Steven T. Schlotterbeck:
It's a huge play, so I don't think you can make blanket statements. I think, clearly, there are areas where it's not overcooked. But as you approach the deeper areas of the basin, it's certainly possible that it is. So that's why I say the producibility is an unknown, especially as you get further to the east.
Operator:
Our next question comes from Joe Allman from JP Morgan.
Joseph D. Allman - JP Morgan Chase & Co, Research Division:
On the Marcellus, are you set with your completion techniques? Are you still modifying some of the completion techniques?
Steven T. Schlotterbeck:
Joe, I'll tell you, we'll never be set on our completion techniques. That will be a constantly evolving practice for us and for, probably, our competitors. I don't know that -- we're trying to know an unknowable when it comes to stimulating these reservoirs. We'll never know all we would like to know to have the perfect design. So you should expect we will always be [indiscernible].
Joseph D. Allman - JP Morgan Chase & Co, Research Division:
Could you talk about some of the recent modifications you made and the impact on production?
Steven T. Schlotterbeck:
I'd rather not talk about specifics. More recently, the changes from the Marcellus in our core areas where most of our drilling has been, had been focused on small changes around sanitizing, pump rates, stage sizing, those types of things, the normal things that completions engineers will be looking at. In Central PA, where we have -- there's a test program going on. That's -- we're a little early in our understanding of that rock, particularly around how we design our completions around faulting and there's more faulting there. So those are the sort of aspects of the design that we're focused on up there, more than in a quieter, in core parts of the play for us. But that's about as specific as I'd like to be.

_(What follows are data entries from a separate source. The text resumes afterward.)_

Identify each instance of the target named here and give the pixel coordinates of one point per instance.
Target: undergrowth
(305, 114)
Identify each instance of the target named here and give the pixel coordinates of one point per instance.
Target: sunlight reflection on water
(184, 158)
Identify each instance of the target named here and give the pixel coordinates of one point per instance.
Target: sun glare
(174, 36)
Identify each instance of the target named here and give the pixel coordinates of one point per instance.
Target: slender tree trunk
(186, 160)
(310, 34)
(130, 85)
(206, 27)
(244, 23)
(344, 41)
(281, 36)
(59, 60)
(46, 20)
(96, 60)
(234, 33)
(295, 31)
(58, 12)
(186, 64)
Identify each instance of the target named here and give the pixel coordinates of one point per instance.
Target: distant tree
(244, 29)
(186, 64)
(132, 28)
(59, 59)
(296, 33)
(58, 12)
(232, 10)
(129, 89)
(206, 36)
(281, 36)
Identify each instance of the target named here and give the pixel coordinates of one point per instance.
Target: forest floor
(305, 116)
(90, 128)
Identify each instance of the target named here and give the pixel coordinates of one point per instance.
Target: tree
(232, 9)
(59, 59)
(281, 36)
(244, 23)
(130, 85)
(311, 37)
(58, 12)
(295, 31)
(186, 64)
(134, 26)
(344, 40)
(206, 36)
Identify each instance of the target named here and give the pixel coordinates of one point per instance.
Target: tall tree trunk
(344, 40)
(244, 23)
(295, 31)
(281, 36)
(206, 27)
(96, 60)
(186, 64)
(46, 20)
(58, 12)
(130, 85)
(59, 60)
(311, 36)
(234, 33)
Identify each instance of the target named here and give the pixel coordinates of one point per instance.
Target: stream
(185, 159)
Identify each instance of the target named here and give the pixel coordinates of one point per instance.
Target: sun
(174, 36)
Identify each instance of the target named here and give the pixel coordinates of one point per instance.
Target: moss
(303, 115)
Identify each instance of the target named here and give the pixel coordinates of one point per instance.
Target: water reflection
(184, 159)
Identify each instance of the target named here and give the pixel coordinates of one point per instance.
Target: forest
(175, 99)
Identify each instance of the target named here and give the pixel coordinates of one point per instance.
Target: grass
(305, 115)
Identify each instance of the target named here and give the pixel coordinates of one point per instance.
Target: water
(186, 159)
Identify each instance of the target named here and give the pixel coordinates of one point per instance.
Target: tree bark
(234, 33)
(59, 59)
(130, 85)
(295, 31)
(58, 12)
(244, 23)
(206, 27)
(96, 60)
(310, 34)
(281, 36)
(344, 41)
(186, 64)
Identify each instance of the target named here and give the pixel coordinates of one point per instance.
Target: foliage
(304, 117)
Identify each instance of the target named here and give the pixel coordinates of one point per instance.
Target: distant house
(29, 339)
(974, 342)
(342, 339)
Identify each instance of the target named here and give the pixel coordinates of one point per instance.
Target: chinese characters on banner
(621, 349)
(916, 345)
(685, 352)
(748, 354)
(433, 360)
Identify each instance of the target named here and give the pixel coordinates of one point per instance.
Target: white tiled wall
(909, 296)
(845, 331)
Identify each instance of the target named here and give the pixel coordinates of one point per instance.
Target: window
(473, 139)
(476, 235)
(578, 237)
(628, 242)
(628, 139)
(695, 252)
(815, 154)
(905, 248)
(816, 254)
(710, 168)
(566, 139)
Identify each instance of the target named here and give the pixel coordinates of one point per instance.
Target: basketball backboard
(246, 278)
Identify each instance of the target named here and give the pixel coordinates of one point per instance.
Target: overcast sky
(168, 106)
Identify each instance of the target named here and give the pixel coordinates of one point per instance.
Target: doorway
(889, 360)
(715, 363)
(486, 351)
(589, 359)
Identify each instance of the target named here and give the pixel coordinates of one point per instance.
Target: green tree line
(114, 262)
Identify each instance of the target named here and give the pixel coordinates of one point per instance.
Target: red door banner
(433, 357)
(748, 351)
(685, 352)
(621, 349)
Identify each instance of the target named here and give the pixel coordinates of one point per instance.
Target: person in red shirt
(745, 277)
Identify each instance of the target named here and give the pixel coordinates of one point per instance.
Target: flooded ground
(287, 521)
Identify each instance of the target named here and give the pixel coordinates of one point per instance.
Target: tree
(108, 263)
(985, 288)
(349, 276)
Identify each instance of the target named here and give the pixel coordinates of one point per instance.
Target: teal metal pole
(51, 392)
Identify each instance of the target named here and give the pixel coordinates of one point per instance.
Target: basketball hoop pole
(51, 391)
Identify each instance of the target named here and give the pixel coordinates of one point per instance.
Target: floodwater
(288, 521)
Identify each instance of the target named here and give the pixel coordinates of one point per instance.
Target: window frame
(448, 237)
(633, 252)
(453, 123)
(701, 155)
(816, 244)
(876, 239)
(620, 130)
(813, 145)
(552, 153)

Joseph D. Allman - JP Morgan Chase & Co, Research Division:
Okay. That's helpful. And then I know that Utica is not nearly as important for you as some other plays, but can you just repeat what you're going to do there? I think you drilled 7 wells. Have you completed 2 already and just not terribly satisfied with those results? I think you said you're going to complete 3 using a different technique. And then -- are you going to complete the next 2 using yet another technique? Could you just describe what you're going to do?
Steven T. Schlotterbeck:
Yes, it's great. Actually, I think we drilled 8 wells and 3 are online. The results are certainly not where we'd like them to be and not competitive with our other investments. So if we can't make improvements, it's not a play we put any more capital into. However, based on those results and the data we collected during those completions, we saw some very specific things that we want to address in the next stage, which will be 3 wells, and we're currently implementing right now. So we're going to finish frac-ing those wells, get them online midyear, get some results back, gather some more data. Based on that, we have 2 more wells that have been drilled that we will likely modify the completion design again. Frac those, get the results. That will be late in the year. And then based on all that of data, we'll start to make some decisions about do we move forward in this play, or do we not move forward? and we'll update you at that time on what we think. That's a year from now, probably.
Operator:
And everyone, at this time, I'm showing no additional questions. I'd like to turn the conference call back over to management for any closing remarks.
Patrick John Kane:
Thank you, Jamie, and thank you, all, for participating.
Operator:
Ladies and gentlemen, that does conclude today's conference call. We do thank you for attending, you may now disconnect your telephone lines.